If you were stranded on a desert island and could only have one kitchen utensil, what would it be? For me, it would be my cast iron skillet – no question.
My cast iron skillet was the first pan I bought when I got married in 1971, because I knew that it would be with me no matter what happens! After more than 45 years of use, I am convinced that you would have to go out of your way to ruin cast iron. As long as you don’t use soap to clean it and dry it immediately after cleaning, a cast iron pan will be with you forever.
After cleaning, I dry my pan on a stove-top burner, re-season it with a little canola oil, and let it cool before I store it away.
It is no secret that cast iron pans make the juiciest crispy skinned chicken and the best sear on a rib eye steak! But aside from cuts of meat, they are also perfect for making a delightful, puffy pancake called a Dutch Baby. This is a great treat that rises just like Yorkshire pudding. Puffy and showy, it’s visually enticing as well as delicious with a custardy flavor.
Cast Iron Pan Recipe – Dutch Baby Pancake
Note that ingredients must be at room temperature since they are going into a VERY hot pan.
Preheat oven to 425°.
For the batter, whisk eggs, cream, flour, vanilla, salt, and ½ tsp. cinnamon in a medium bowl until smooth – set aside.
Melt 2 Tbsp. butter in a 10” cast iron skillet over medium heat. Add apple slices and sprinkle with brown sugar and ½ tsp. cinnamon.
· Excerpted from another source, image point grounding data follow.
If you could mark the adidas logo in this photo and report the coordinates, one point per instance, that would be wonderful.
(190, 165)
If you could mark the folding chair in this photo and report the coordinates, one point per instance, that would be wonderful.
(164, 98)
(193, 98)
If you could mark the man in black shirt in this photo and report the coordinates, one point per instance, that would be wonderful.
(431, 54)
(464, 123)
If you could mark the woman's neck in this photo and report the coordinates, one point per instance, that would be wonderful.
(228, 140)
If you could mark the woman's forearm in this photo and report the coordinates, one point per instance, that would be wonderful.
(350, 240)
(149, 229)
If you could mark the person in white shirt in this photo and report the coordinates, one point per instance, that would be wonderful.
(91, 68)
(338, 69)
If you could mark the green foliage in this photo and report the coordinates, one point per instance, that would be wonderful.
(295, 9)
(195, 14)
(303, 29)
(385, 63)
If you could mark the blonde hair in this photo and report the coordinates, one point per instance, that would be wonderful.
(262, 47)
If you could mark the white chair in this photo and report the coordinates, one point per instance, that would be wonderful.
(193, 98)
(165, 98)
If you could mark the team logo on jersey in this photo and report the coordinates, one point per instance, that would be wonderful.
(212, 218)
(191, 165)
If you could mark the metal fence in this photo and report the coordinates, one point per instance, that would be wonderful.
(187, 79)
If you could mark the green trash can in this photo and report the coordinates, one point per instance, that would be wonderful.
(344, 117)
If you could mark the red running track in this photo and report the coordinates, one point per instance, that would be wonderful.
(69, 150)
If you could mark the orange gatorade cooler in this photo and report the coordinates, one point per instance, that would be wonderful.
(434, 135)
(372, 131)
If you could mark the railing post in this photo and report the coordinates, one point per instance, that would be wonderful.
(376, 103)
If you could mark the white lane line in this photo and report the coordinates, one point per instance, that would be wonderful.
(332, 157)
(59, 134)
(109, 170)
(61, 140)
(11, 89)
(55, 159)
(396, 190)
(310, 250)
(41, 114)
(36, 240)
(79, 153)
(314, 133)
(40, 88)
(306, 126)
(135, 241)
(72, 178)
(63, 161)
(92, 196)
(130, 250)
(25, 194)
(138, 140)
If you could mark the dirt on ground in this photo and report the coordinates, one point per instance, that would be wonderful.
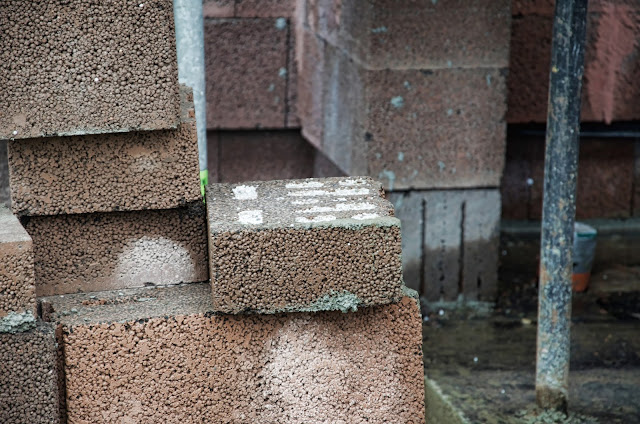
(484, 363)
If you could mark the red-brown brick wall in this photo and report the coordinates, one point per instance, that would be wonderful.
(605, 178)
(612, 61)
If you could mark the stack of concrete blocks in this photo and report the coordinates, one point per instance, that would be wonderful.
(414, 93)
(305, 320)
(103, 155)
(28, 347)
(103, 163)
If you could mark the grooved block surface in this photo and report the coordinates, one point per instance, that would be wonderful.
(246, 64)
(29, 377)
(302, 245)
(461, 236)
(385, 34)
(17, 289)
(158, 348)
(108, 251)
(107, 172)
(76, 67)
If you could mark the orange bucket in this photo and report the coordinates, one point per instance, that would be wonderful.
(584, 250)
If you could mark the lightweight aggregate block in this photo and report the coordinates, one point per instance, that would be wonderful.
(108, 251)
(70, 67)
(302, 245)
(385, 34)
(107, 172)
(160, 355)
(17, 282)
(29, 377)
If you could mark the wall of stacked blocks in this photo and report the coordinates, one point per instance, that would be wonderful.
(309, 314)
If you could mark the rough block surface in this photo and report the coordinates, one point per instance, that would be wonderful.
(605, 178)
(302, 245)
(108, 251)
(107, 172)
(247, 72)
(386, 34)
(29, 377)
(76, 67)
(17, 283)
(158, 348)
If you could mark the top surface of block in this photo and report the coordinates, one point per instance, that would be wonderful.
(71, 67)
(10, 228)
(107, 172)
(295, 204)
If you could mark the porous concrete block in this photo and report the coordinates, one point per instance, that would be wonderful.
(158, 348)
(409, 209)
(246, 64)
(461, 235)
(17, 282)
(386, 34)
(113, 250)
(263, 155)
(414, 129)
(107, 172)
(29, 377)
(302, 245)
(76, 67)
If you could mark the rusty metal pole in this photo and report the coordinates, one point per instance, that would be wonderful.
(558, 212)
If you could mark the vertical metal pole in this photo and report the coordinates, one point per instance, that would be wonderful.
(558, 213)
(190, 46)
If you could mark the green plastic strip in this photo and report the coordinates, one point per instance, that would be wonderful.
(204, 180)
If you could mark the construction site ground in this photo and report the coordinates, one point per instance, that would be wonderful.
(480, 364)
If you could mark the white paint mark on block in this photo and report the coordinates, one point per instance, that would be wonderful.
(245, 192)
(362, 206)
(305, 201)
(253, 217)
(362, 216)
(306, 184)
(338, 192)
(319, 218)
(351, 192)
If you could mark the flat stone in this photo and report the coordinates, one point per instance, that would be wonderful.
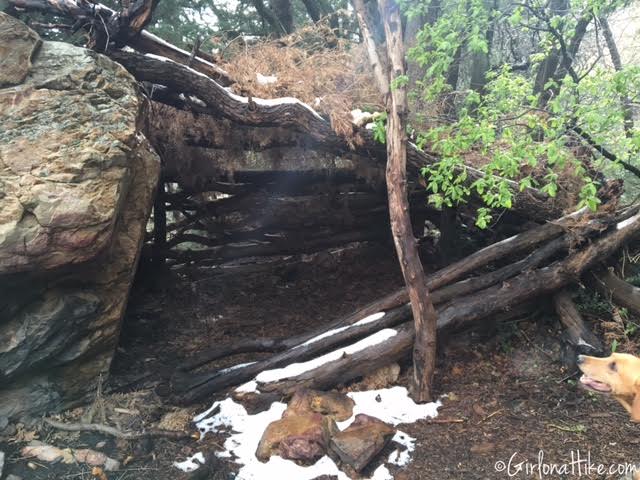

Cook, tossing often, until apple is coated and softened, about 4 minutes. Transfer to a plate.
Wipe out skillet and heat in oven until very hot, about 20 minutes. Carefully add remaining 2 Tbsp. of butter to the hot skillet, tilting to coat bottom and sides. Add cooked apple to center of skillet; pour batter over. Bake until pancake is puffed and golden brown around the edges and the center is set but still custardy, between 12 and 15 minutes.
Serve drizzled with apple cider syrup (below) and/or sprinkle with confectioner’s sugar.
Apple Cider Syrup
Bring cider, butter, brown sugar, vanilla, and cinnamon to a boil over medium-high heat in a large saucepan. Reduce heat and boil gently, whisking occasionally, until thick and syrupy, about 30 to 45 minutes.